Genetic Alliance's PEER (Platform for Engaging Everyone Responsibly) - which provides the basis for the Dyskeratosis Congenita and Telomere Biology Registry - enables individuals to make their own health information available for researchers and support groups, in accordance with each individual's highly granular permissions. Using PEER's access controls, for example, one participant can say that absolutely no one has any rights to access any of their information (including de-identified data and/or identifying information), while another participant can say that all of her information is available to anyone who falls within a category of users who either have IRB approval or who have been approved by a trusted organization. The system assumes that most persons will not be at one extreme or the other, but instead will have different attitudes about how much, and how broadly that she wishes to share information, and that this will be dictated based on the type of information (i.e., de-identified or personally identifying), the levels of trust in the proposed recipient or the process by which they are selected, and the purpose for which the information may be sought. Accordingly, the system provides highly granular and dynamic access controls to empower individuals with this level of oversight, and has a strict Privacy Policy that indicates that the only access to the data will be based on the express wishes of the individual themselves.

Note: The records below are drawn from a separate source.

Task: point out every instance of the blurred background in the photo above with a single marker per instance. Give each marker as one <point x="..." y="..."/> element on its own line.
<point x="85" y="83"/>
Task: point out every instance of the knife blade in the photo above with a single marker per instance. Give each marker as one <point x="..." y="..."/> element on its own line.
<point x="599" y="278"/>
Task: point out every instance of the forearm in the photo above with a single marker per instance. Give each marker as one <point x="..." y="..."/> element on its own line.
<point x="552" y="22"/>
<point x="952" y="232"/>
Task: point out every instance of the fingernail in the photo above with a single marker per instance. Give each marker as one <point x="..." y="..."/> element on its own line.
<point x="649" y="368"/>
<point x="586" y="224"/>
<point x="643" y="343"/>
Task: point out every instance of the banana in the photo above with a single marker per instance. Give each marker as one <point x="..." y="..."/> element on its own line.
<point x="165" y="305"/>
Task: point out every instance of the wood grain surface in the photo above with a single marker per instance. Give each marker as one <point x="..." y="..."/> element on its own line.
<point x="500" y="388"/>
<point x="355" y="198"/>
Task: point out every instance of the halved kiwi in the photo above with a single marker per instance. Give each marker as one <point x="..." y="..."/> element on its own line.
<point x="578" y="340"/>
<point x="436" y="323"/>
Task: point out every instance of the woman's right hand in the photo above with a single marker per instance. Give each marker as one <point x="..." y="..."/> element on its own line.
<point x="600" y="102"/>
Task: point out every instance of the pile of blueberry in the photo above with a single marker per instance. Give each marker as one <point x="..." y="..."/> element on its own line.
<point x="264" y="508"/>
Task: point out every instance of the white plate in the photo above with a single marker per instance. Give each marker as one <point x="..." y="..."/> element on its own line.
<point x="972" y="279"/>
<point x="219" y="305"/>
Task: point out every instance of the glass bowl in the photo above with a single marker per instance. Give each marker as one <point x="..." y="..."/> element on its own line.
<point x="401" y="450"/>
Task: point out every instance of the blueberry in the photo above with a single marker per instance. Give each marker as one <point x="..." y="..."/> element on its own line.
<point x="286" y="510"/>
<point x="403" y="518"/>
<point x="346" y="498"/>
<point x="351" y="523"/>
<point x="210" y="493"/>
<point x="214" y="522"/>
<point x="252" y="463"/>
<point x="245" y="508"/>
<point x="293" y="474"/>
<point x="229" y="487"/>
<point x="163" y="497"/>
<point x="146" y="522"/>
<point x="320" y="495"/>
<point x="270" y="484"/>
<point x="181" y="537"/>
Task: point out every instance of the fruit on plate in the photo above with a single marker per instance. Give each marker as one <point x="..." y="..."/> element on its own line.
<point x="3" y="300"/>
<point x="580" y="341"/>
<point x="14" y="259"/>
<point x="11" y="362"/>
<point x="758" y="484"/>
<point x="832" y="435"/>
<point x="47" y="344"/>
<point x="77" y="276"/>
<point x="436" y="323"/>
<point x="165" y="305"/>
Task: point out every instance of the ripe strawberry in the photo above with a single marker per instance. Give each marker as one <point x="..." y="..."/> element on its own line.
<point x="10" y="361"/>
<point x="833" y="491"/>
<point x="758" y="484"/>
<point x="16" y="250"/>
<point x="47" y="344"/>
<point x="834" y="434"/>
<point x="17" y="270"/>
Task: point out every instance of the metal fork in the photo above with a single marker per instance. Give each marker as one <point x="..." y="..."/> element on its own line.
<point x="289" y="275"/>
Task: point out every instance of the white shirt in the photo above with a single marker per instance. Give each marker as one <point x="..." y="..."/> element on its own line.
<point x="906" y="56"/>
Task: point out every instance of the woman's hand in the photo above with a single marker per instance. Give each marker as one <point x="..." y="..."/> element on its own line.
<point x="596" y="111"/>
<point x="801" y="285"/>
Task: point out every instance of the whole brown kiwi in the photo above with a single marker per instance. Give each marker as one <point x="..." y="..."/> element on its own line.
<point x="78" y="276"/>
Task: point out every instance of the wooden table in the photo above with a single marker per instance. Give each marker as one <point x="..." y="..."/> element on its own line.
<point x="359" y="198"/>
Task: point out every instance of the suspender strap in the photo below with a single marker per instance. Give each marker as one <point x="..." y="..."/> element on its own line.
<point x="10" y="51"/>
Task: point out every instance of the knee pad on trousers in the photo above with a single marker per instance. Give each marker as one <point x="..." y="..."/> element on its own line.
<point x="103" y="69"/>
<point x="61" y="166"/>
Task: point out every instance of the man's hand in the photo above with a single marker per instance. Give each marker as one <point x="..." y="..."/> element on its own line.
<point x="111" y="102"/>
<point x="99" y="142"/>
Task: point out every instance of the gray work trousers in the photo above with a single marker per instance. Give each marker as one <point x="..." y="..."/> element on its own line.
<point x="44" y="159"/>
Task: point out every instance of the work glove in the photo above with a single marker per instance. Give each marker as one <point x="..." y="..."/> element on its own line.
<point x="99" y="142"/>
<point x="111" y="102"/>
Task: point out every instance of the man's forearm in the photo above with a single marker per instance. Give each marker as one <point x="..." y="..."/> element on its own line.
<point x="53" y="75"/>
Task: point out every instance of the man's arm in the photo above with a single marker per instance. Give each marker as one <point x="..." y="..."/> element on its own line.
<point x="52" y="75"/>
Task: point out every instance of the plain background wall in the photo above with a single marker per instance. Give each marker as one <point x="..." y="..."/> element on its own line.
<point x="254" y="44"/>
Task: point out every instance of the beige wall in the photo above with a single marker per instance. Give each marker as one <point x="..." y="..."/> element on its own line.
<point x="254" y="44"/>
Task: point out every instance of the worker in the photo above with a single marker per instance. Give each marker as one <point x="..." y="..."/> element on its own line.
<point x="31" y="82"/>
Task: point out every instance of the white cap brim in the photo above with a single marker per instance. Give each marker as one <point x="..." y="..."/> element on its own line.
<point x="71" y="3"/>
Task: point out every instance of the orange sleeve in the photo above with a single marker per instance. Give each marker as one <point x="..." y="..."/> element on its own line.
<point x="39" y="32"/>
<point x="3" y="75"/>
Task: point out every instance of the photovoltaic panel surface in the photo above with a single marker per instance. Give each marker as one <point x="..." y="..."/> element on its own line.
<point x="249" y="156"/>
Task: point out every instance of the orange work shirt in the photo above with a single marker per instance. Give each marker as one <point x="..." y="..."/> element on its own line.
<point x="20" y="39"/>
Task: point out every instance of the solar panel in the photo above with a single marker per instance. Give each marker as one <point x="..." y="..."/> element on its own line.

The Genetic Alliance BioTrust Ethics Board and various Institutional Review Boards (discussed below) that have reviewed the PEER system have helped to establish a number of categories for access options that individuals may wish to consider. Depending on how individual users employ these tools, they may Grant (Allow), Deny (Decline to allow), or set a control called "Ask Me" that requires that the individual participant be consulted further, and provided with greater details about the intended use and the party seeking such access before deciding whether to allow or deny access. By using the controls, it is possible for individuals to restrict access to their information to a single researcher; just to researchers approved by the Medical Advisory Board of Dyskeratosis Congenita Outreach, Inc.; to researchers approved by the advisory board of other support organizations; to IRB-approved researchers working on a study that addresses one or more of the conditions affecting the individual; or to all researchers with IRB approval. 
 

5. Is there an IRB approval and if so by what board?

Yes. Actually there are several. The overall PEER Platform was reviewed and approved by Western Institutional Review Board (WIRB) in September 2017. The WIRB approval is explicitly referenced in a Prospective Participant Informational Notice that accompanies the confirmation email that is sent to anyone expressing possible interest in the registry. In addition to WIRB, the Genetic Alliance IRB has reviewed the Dyskeratosis Congenita and Telomere Biology Disorder Registry questionnaire instrument and marketing materials, as well as other case-specific details. The BioTrust Ethics Committee of the Genetic Alliance is also actively overseeing this work, and has been instrumental in creating the PEER platform and its approach for empowering individuals to set granular and dynamic access levels. 
 

6. How does one delete their account from the Registry?

One simply needs to click on the "Remove" button associated with a health profile. Alternatively, since the access controls are dynamic in nature, another option that is available to all users at all times is the ability to reduce who is permitted to access information in the registry and/or for what purpose such access may be used.  
 

7. Who are the financial sponsors of the registry?

The Dyskeratosis Congenita and Telomere Biology Disorder Registry was built under a grant from PCORI. Dyskeratosis Congenita Outreach, Inc. is one of nine disease advocacy groups participating in this project, along with UCSF and UC Davis, and Private Access, a technology vendor. Sharon Terry, the CEO of Genetic Alliance serves as the Principal Investigator.
 

8.Where can I find the Privacy policy and security guidelines on the Registry site?

Most of these are available by clicking on the public links to Privacy Policy or Terms of Service located in the bottom right hand corner of the Registry home page and accessible from every page of the system.